İnsanoğlu yapmam dediğini yapar istemem dediğine alışır. Garip bir psikolojimiz var, hayatımızda çoğu zaman çoğu şeye hazırlıksız yakalanıyoruz. Bir şekilde alışıyoruz. Yapacak bir şeyimiz mi yok çözüm üretmek için çabalamıyoruz. Klasik, böyle gelmiş böyle gider sözüyle devam ediyoruz.
İnsanoğlunun kendisini dünyaya getiren en değerli varlığı annesi ve babasıdır. Çocuk, birey olana kadar bağımlıdır. Bazen beklenmedik zamanlarda annemizi ve babamızı kaybedebiliriz. Bu bir hastalık kaza olabilir. Ölüm çaresizliğin en son durağıdır. Bir bitiş olmasa da alışkanlıklarımızı kaybetmeye mahkûm kalırız. Üzülürüz alışırız, seviniriz alışırız.
Ülkemizde büyük bir yıkım yaşandı, deprem birçok insanın hayatına son verdi. Alıştık pandemi dediler hepimizi evlere kapattılar aşı dediler alıştık. Şimdi sorguluyorlar biz sorguladık mı? Yapılan her şeyi onaylamak doğru bir davranış mı bizim adımıza verilen kararlar doğru mu?

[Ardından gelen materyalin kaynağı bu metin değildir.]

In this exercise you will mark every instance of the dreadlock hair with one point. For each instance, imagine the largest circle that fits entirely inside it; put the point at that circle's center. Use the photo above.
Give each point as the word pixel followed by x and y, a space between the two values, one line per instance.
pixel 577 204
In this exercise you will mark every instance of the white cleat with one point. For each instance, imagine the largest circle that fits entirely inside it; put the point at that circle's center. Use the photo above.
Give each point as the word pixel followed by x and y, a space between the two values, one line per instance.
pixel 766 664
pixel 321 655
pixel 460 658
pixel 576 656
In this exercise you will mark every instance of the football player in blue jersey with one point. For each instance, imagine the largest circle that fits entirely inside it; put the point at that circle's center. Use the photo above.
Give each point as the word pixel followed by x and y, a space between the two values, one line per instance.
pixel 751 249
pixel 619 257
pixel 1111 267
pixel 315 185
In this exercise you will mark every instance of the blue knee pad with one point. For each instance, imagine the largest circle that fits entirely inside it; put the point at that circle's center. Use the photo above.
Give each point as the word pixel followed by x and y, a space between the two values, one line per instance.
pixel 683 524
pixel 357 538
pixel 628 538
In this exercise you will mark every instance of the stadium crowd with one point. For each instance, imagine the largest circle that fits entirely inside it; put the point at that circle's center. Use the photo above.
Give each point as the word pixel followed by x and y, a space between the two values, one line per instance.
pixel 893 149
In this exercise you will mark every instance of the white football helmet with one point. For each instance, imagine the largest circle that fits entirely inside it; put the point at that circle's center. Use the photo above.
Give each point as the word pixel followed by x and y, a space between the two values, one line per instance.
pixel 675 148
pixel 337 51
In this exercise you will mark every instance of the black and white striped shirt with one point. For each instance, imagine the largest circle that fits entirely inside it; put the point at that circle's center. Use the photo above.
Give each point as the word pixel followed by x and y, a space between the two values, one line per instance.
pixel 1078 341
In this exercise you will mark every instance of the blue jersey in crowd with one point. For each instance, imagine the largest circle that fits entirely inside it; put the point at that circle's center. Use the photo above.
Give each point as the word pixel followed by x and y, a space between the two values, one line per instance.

En basit birey bir insanın ortalama ömründe kaç kez kırıldığını hesap edebilir miyiz? Kadınların sürekli öldürüldüğü şiddet gördüğü bir ortamda kanunlar kadınları koruyor mu? Kazalar, tren kazası, fabrika yangınları, maden ocağı göçükleri iş güvenliği tedbirleriniz yeterli mi?
Bayram tatillerinde sürekli neden kaza oluyor İstanbul trafiği neden bitmiyor? Ekonomide fiyatlar artıyor, alım gücü düşüyor. Savaşlar devam ediyor. Engeller bitmiyor. Bizi her şeye alıştırdılar. Sistem işliyor biz yaşıyoruz. Birey önce kendini sorgulamalı kararlar bütünü memnun ediyor mu?
Ne diyelim kolay gelsin. Her şeye alıştık galiba!